Was wir durch den Blauen Engel über nachhaltiges Software-Design gelernt haben
10-02, 14:30–15:10 (Europe/Berlin), BASH
Language: German

Wie lässt sich technische Entwicklung mit einem Anspruch auf soziale und politische Nachhaltigkeit verbinden? In diesem Jahr wurde der Open-Source-PDF-Reader Okular als weltweit erste Software mit dem Blauen Engel für nachhaltiges Software-Design ausgezeichnet. Wir berichten, was wir auf dem Weg dort hin gelernt haben, technisch und kulturell, und möchten zum gemeinsamen Austausch einladen.


Der von der KDE-Community als Freie und Open-Source-Software entwickelte PDF-Reader Okular wurde Anfang des Jahres als weltweit erste Software mit dem Umwelt-Zeichen Blauer Engel ausgezeichnet. Sie erfüllt damit die Kriterien für resourcen- und energieeffiziente Software-Produkte. Die Kriterien decken drei Schlüsselbereiche des nachhaltigen Software-Designs ab, Ressourcen- und Energie-Effizienz, potenzielle Hardware-Nutzungsdauer und Nutzungsautonomie.

Es stellt sich dabei als durchaus schwierig heraus, den Einfluss von Software auf Nachhaltigskeits-Aspekte zu beziffern. Die Forschung steht hier noch am Anfang. Es geht um Technik, aber es geht auch um Kultur. Es geht um Messung von Energie-Effizienz, aber es geht auch darum, Nutzenden von Software die Kontrolle über ihren Software-Einsatz zu erhalten. Und es geht darum, beides im Software-Erstellungs-Prozess zu verankern.
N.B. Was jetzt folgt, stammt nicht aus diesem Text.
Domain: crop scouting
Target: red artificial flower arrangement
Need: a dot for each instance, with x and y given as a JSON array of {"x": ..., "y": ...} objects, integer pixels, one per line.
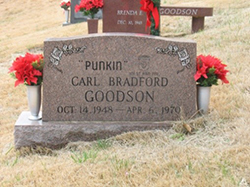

In diesem Beitrag geben wir einen Einblick, welche Erfahrungen die KDE-Community in diesem Bereich gemacht hat. Wir berichten, wie wir den Blauen Engel bekommen haben, wie wir versuchen, ein Netzwerk von Nachhaltigkeits-Laboren aufzubauen, und insbesondere was wir gelernt haben bei unserem Vorhaben, eine Kultur des nachhaltigen Software-Designs in unserer Community zu verankern. Dabei möchten wir einladen zum gemeinsamen Austausch, wie wir das Thema in der Gesellschaft weiter treiben und verbreiten können.

Cornelius ist seit vielen Jahren in der Open-Source-Community aktiv. Begonnen hat er aus technischer Neugier. Heute interessiert ihn vor allem die gesellschaftliche Dimension von Open Source.